Schlagersänger Heino (79) hat Nordrhein-Westfalens neuer Heimatministerin Ina Scharrenbach (CDU) ein Fettnäpfchen bereitet. Diese versucht sich nun zu erklären. 

München - Schlagersänger Heino (79) hat Nordrhein-Westfalens neuer Heimatministerin Ina Scharrenbach (CDU) ein Fettnäpfchen bereitet. Bei ihrem ersten, aufwendig beworbenen NRW-Heimatkongress ließ sich die stets sehr korrekt und etwas streng auftretende CDU-Politikerin von Heino und Frau Hannelore ein vergiftetes Geschenk in die Hände legen: Die schönsten deutschen Heimat- und Vaterlandslieder. Das Problem: Viele der 24 Lieder auf dem Doppelalbum stammen zwar schon aus der Zeit der Befreiungskriege gegen Napoleon Anfang des 19. Jahrhunderts, fanden sich wegen der deutschtümelnden und teils martialischen Texte zu Hitlers Zeiten aber auch im Liederbuch der SS.

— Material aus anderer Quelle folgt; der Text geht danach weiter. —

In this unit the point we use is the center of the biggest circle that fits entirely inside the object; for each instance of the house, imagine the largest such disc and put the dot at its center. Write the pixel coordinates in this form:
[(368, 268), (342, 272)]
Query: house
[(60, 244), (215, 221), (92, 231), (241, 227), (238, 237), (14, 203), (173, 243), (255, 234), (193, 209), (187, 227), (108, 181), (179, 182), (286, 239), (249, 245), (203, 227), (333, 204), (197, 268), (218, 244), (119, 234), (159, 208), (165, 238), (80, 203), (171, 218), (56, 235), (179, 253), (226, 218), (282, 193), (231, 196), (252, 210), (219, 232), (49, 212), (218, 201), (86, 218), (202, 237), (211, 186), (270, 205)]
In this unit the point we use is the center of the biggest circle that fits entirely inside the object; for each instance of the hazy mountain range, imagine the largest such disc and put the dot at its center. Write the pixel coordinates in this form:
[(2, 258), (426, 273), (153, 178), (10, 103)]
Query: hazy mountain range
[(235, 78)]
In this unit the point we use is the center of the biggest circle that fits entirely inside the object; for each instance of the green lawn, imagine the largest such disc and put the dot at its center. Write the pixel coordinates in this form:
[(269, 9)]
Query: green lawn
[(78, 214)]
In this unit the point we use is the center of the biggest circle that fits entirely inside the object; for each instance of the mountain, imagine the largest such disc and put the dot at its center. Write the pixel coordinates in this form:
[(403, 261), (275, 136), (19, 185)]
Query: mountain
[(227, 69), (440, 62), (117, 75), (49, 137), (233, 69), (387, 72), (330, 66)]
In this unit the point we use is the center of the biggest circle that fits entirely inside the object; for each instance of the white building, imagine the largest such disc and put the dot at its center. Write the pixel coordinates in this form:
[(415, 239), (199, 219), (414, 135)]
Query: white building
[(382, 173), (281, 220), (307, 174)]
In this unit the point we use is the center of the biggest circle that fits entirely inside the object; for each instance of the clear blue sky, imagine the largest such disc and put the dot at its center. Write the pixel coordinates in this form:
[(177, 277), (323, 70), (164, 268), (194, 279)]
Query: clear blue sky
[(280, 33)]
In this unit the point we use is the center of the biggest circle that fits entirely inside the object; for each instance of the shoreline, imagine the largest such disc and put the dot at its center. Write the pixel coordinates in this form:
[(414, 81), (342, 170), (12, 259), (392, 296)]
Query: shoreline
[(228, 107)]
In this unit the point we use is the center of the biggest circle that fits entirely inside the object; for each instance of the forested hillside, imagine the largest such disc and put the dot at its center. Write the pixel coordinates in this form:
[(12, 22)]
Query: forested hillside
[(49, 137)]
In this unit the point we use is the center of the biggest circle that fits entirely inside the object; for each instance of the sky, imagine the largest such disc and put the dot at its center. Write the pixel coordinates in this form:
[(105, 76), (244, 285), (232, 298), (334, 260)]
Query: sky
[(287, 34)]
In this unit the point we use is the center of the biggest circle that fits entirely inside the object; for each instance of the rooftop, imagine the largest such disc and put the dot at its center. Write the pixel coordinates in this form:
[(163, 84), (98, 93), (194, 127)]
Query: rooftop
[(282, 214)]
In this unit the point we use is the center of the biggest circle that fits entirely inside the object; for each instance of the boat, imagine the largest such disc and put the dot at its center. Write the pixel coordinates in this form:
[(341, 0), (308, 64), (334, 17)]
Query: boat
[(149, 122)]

Wir zählten sieben Stück, darunter Flamme empor, Der Gott, der Eisen wachsen ließ oder Wenn alle untreu werden (wobei letzteres auch von Nazi-Widerstandsgruppen gesungen wurde). Aufgefallen war das vergiftete Geschenk nach dem Kongress-Wochenende zuerst der Westdeutschen Zeitung. Seitdem versucht Scharrenbach sich zu erklären. Ein gefundenes Fressen für die SPD-Opposition, die das nach dem Regierungswechsel im Sommer 2017 gebildete ­Ministerium ohnehin kritisch beäugt.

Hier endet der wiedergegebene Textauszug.